He found a bar down a back alley that looked off-the-beaten-path enough to suit his sensibilities. It had red clay walls and a blinking side over the front door that said, simply, "BAR." There wasn't room for more than one or two tables in the street outside but they weren't full and Arthur claimed one.

He wasn't all the surprised when Eames sauntered down the street. He ought to have been surprised, he told himself. But he wasn't.

"Off the clock, then?" Eames said. "No sketching past 5PM?"

"Something like that," Arthur said.

"I see you've moved on to paint." Eames tapped his own nose when Arthur raised an eyebrow at him. "You've got cerulean on your nose."

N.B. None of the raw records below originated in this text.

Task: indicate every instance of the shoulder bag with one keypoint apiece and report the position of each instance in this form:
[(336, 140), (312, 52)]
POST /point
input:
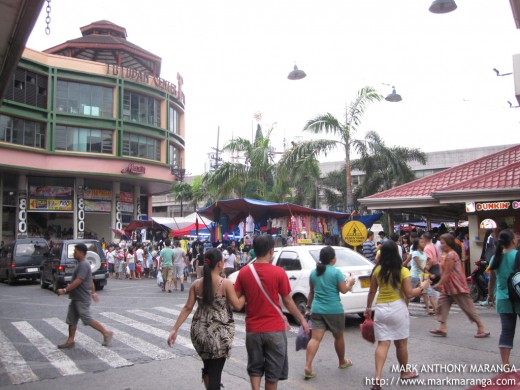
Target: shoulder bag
[(255, 275)]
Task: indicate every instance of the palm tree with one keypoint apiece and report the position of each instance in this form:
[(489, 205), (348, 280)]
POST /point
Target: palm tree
[(344, 132), (183, 193)]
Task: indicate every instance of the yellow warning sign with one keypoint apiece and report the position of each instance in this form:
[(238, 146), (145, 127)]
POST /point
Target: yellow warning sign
[(354, 233)]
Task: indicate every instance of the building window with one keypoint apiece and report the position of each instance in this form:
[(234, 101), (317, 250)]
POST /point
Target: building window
[(28, 88), (85, 99), (22, 132), (174, 121), (79, 139), (141, 146), (142, 109), (175, 156)]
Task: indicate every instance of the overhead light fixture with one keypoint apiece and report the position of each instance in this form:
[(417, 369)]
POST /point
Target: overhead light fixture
[(443, 6), (394, 97), (296, 74)]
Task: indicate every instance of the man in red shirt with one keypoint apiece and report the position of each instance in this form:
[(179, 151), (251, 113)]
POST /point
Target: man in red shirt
[(266, 341), (433, 259)]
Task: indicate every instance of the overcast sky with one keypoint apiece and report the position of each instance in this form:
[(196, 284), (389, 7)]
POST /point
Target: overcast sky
[(235, 55)]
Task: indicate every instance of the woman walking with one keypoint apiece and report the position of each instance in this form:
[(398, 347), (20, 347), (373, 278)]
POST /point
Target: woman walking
[(326, 282), (502, 265), (392, 321), (453, 288), (212, 327)]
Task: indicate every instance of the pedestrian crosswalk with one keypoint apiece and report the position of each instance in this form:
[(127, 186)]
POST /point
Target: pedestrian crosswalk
[(28, 351)]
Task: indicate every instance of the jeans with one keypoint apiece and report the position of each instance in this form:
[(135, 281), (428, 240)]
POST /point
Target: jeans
[(507, 336)]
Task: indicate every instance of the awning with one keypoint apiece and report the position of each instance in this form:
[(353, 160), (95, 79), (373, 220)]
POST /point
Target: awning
[(237, 209)]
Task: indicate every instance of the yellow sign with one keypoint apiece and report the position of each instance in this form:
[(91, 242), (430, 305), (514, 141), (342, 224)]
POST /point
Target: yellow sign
[(354, 233)]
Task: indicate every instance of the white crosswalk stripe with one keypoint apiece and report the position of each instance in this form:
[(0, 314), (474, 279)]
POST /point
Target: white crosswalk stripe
[(109, 357), (148, 329), (15, 365), (57, 358), (169, 321)]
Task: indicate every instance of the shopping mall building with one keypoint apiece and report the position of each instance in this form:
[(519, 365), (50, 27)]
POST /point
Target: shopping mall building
[(89, 131)]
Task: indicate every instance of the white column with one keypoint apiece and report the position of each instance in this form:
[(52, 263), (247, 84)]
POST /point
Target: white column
[(116, 218), (21, 208)]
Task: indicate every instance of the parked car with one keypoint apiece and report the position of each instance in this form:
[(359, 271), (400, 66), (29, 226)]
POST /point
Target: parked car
[(57, 267), (21, 259), (299, 261)]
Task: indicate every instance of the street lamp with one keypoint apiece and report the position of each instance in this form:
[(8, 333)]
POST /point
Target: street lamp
[(178, 172), (296, 74), (443, 6)]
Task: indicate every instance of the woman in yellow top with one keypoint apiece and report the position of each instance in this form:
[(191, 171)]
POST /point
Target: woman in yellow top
[(392, 321)]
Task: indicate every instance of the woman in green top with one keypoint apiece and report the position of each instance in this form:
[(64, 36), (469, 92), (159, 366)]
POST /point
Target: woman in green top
[(326, 282), (502, 264)]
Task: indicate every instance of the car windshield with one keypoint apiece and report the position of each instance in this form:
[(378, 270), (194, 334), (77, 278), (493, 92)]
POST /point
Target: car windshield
[(344, 258), (91, 246), (31, 249)]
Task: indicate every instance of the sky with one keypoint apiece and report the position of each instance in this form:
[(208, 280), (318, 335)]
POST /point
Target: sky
[(235, 55)]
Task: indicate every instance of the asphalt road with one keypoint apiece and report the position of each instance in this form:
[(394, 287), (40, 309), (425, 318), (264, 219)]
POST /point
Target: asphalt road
[(32, 323)]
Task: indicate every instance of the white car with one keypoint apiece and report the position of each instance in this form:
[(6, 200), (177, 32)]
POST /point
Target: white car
[(299, 261)]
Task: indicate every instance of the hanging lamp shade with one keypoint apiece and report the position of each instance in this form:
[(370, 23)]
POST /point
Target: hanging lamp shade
[(394, 97), (443, 6), (296, 74)]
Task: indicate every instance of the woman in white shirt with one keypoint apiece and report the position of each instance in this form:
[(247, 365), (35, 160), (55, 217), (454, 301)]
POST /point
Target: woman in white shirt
[(230, 261)]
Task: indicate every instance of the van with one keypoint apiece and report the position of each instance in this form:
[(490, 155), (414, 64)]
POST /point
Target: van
[(22, 258)]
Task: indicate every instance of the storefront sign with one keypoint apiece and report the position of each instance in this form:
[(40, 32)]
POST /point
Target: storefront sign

Arthur rubbed at his nose and found that he did, indeed, have some leftover cerulean blue on his nose. "Thanks."

"Don't mention it."

Arthur took a sip of the wine, watching Eames watch him. "Are you off the clock?" he asked. He thought it sounded bold.

"For the moment, yes." Eames's eyes narrowed slightly. "I wonder what you think I do."

"What makes you think I think anything about what you do?" Arthur asked. Eames seemed to like the answer.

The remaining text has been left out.